DefaultEventPublicationRegistry markCompleted method's REQUIRES_NEW transaction propagation means events are marked completed before handler transactions are committed.

[masch712]

spring-modulith/spring-modulith-events/spring-modulith-events-core/src/main/java/org/springframework/modulith/events/core/DefaultEventPublicationRegistry.java

Lines 104 to 105 in c5f73e6

	@Transactional(propagation = Propagation.REQUIRES_NEW)
	public void markCompleted(Object event, PublicationTargetIdentifier targetIdentifier) {

The markCompleted method of DefaultEventPublicationRegistry is invoked in a MethodInterceptor defined in CompletionRegisteringAdvisor, which intercepts the event handler method, invokes it, then calls the EventPublicationRegistry's markCompleted method to mark the eventPublication as complete.

Because of the REQUIRES_NEW transaction propagation type, markCompleted runs with a completely distinct database connection, and independent transaction from the event handler's transaction. This means there's a chance the event handler's transaction can commit, but the markCompleted transaction does not, which leaves the eventPublication appearing incomplete in the database even though it was completely successfully handled.

I propose that markCompleted should have the REQUIRED transaction propagation type. I believe this should cause markCompleted to commit the eventPublication as completed in the same transaction as the event handler.

Let me know what you think, I can submit a PR.

[odrotbohm]

Can you provide a reproducer for the behavior you assume? I don't think what you describe is correct as the completing method interceptor is ordered before the standard transaction interceptor decorating the transactional event listener. In other words: only if the listener has completed successfully and the transaction wrapping the listener has completed, the event publication will be marked completed, too.

We need to use Propagation.REQUIRES_NEW as we support non-asynchronous, transactional event listeners, too. Those are invoked in the transaction cleanup phase of the original transactions, and a simple REQUIRED would use the already committed transaction that's in an undefined state at that time. REQUIRES_NEW makes sure we get a new transaction that could potentially roll back in error cases property.

EDIT: I think I misread your original comment, as the title is slightly misleading:

This means there's a chance the event handler's transaction can commit, but the markCompleted transaction does not, which leaves the eventPublication appearing incomplete in the database even though it was completely successfully handled.

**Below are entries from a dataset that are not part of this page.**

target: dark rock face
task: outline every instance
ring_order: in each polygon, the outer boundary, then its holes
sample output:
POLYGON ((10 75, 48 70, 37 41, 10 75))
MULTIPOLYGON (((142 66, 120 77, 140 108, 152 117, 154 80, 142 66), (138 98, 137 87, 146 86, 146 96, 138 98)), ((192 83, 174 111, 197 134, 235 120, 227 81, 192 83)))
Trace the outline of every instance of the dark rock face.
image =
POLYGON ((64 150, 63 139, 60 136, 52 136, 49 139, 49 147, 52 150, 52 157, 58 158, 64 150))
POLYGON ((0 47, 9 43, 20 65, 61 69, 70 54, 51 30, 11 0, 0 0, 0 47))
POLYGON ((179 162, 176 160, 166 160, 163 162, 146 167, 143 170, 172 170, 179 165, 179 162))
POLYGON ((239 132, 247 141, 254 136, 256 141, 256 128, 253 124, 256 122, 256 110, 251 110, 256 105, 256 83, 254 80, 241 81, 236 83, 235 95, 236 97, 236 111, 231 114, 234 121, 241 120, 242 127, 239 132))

I originally thought you were trying to point out that the publication might be marked completed, although the listener failed. You obviously did not do that. That said, the second argument still holds true, and we generally live with the possibility of a publication staying uncompleted in rare error scenarios. In other words: we implement “at least once” semantics and expect the listeners to either perform idempotent work (i.e., being fine with being invoked more than once for a single event).

[masch712]

we implement “at least once” semantics and expect the listeners to either perform idempotent work (i.e., being fine with being invoked more than once for a single event).

Thanks, this is helpful.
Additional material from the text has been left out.